2.2.4. Financial Capacity. Parent has obtained commitment letters
------------------
(copies of which have been provided to Seller), subject to certain conditions
set forth therein, for an aggregate of $51 million equity financing, an
aggregate of $85 million senior debt financing and an aggregate of $100 million
bridge subordinated debt financing. Assuming the accuracy of the
representations and warranties of Seller and C&A herein and compliance by Seller
and C&A with their covenants contained herein, Parent believes that the
conditions to the availability of all such financing will be satisfied prior to
the Closing and Parent will use reasonable efforts so to obtain such financing.
2.3. Certain Limitations on Representations and Warranties. (a) Each of
-----------------------------------------------------
the parties is a sophisticated legal entity that was
19
advised by experienced counsel and, to the extent it deemed necessary, other
advisors in connection with this Agreement. Accordingly, each of the parties
hereby acknowledges that (i) there are no representations or warranties by or on
behalf of any party hereto or any of its respective Affiliates or
representatives other than those expressly set forth in this Agreement and (ii)
the parties' respective rights, obligations and remedies with respect to this
Agreement and the events giving rise thereto will be solely and exclusively as
set forth in the Transaction Documents and the Confidentiality Agreement.

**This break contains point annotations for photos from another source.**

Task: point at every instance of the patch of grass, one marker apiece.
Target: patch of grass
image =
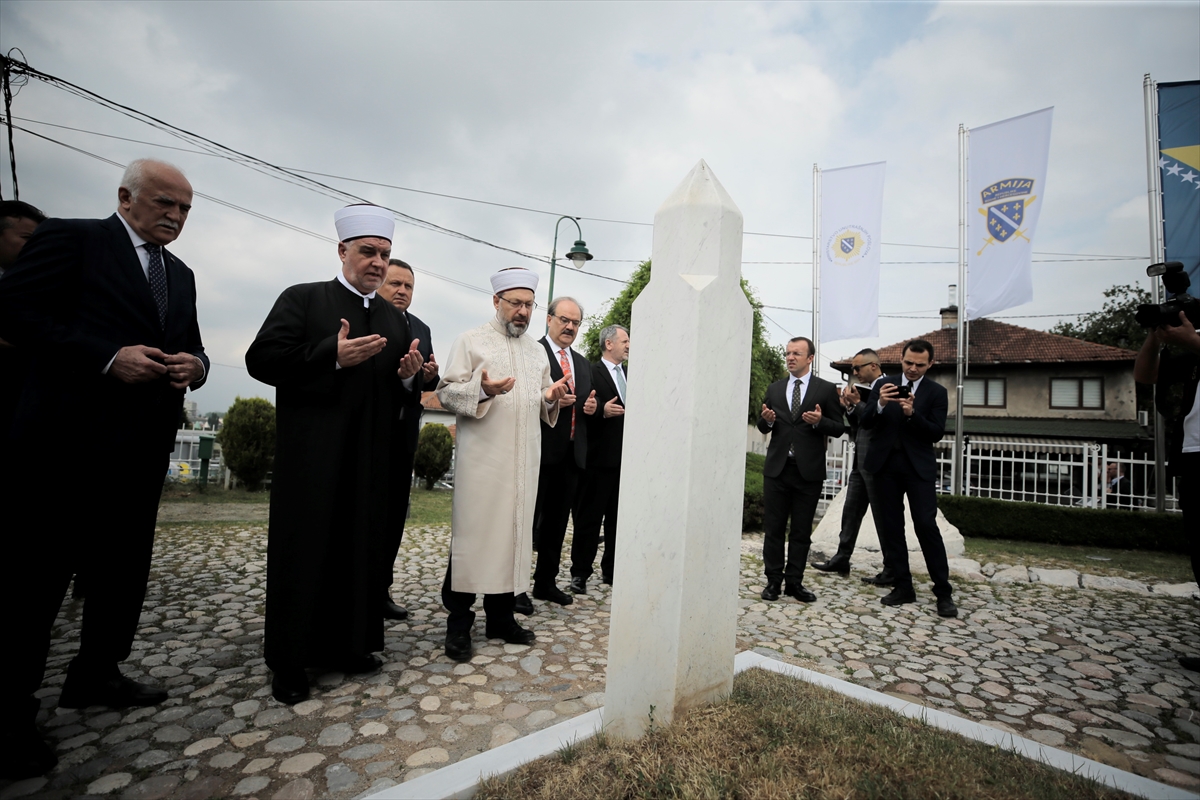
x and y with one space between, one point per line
1138 565
430 507
783 738
190 492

(b) Any representation and warranty made in this Agreement by Seller
will be deemed for all purposes to be qualified by the disclosures made in any
Schedule specifically referred to in such representation or warranty and by the
information disclosed in any other Schedule if the relevance of such information
to such representation and warranty is reasonably apparent on its face.
References in this Article to matters "primarily" relating to the Business are
to matters which predominantly relate to the Business rather than predominantly
to one of either Seller's or any Post-Closing Affiliate's other businesses or to
the businesses or operations of Seller or any Post-Closing Affiliate generally.
III. COVENANTS
---------
3.1. Investigation by Purchaser. (a) Prior to the Closing, upon reasonable
--------------------------
notice from Parent (on behalf of itself and Purchaser) to Seller given in
accordance with this Agreement, Seller will, and will cause the Company to,
afford to the officers, attorneys, accountants or other authorized
representatives of Purchaser and Parent reasonable access during normal business
hours to the facilities and the books and records of the Company so as to afford
Purchaser and Parent a reasonable opportunity to make, at their sole cost and
expense, such review, examination and investigation of the Company as Purchaser
and Parent may reasonably desire to make, including without limitation a so-
called "Phase I" (i.e., documentary review and walk-through site inspection)
----
preliminary environmental evaluation; provided, however, that no borings or
other so-called "Phase II" environmental examinations will be performed without
Seller's prior written consent, which consent may be given or withheld in
Seller's sole discretion. Purchaser and Parent will be permitted to make
extracts from or to make copies of such books and records as may be reasonably
necessary. Prior to the Closing, Seller will furnish to Parent or Purchaser, or
cause to be furnished to Parent or Purchaser, such financial and operating data
and other information pertaining to the Company as Parent or Purchaser may
reasonably request; provided, however, that nothing in this Agreement will
obligate Seller to take actions that would unreasonably disrupt the normal
course of business of itself, any Post-Closing Affiliate or the Company, violate
the terms of any applicable Law or rules of any national stock exchange
applicable to it or its Affiliates or any Contract to which any of them is a
20
party or to which any of them or any of their assets are subject (to the extent
described in reasonable detail in response to any request for information
specified above) or grant access to any of their proprietary or confidential
information not related to the Business.
(b) Subject to Section 3.2, whether or not the Closing occurs, Parent and
Purchaser will, and will cause each of their Affiliates to, treat in confidence
all documents, materials and other information (including without limitation
information relating to supply and sales agreements and relationships with third
persons or entities) disclosed by any other party that is not its Affiliate,
whether before, during or after the course of the negotiations leading to the
execution of this Agreement or thereafter, including without limitation in its
investigation of the other parties and in the preparation of agreements,
schedules and other documents relating to the consummation of the transactions
contemplated hereby. Prior to the Closing, and in the event that this Agreement
is terminated, neither Purchaser, Parent nor any of their Affiliates will, and
if the Closing occurs C&A will not and will cause its Affiliates not to,
disclose to any third party any confidential information, except as required by
Law or rules of any national stock exchange or any Governmental Authority
applicable to it or its Affiliates or as Parent or Purchaser determines is
required to be disclosed in connection with the financing described in Section
2.2.4, subject to Seller's right to review and reasonably object to such
disclosure. If this Agreement is terminated, Purchaser, Parent and each of
their Affiliates will return to Seller all originals and copies of all non-
public documents and materials of the type provided for in this Section 3.1
which have been furnished or made available in connection with this Agreement,
and Purchaser and Parent will destroy all notes, analyses, compilations, studies
or other documents which contain or otherwise reflect such information.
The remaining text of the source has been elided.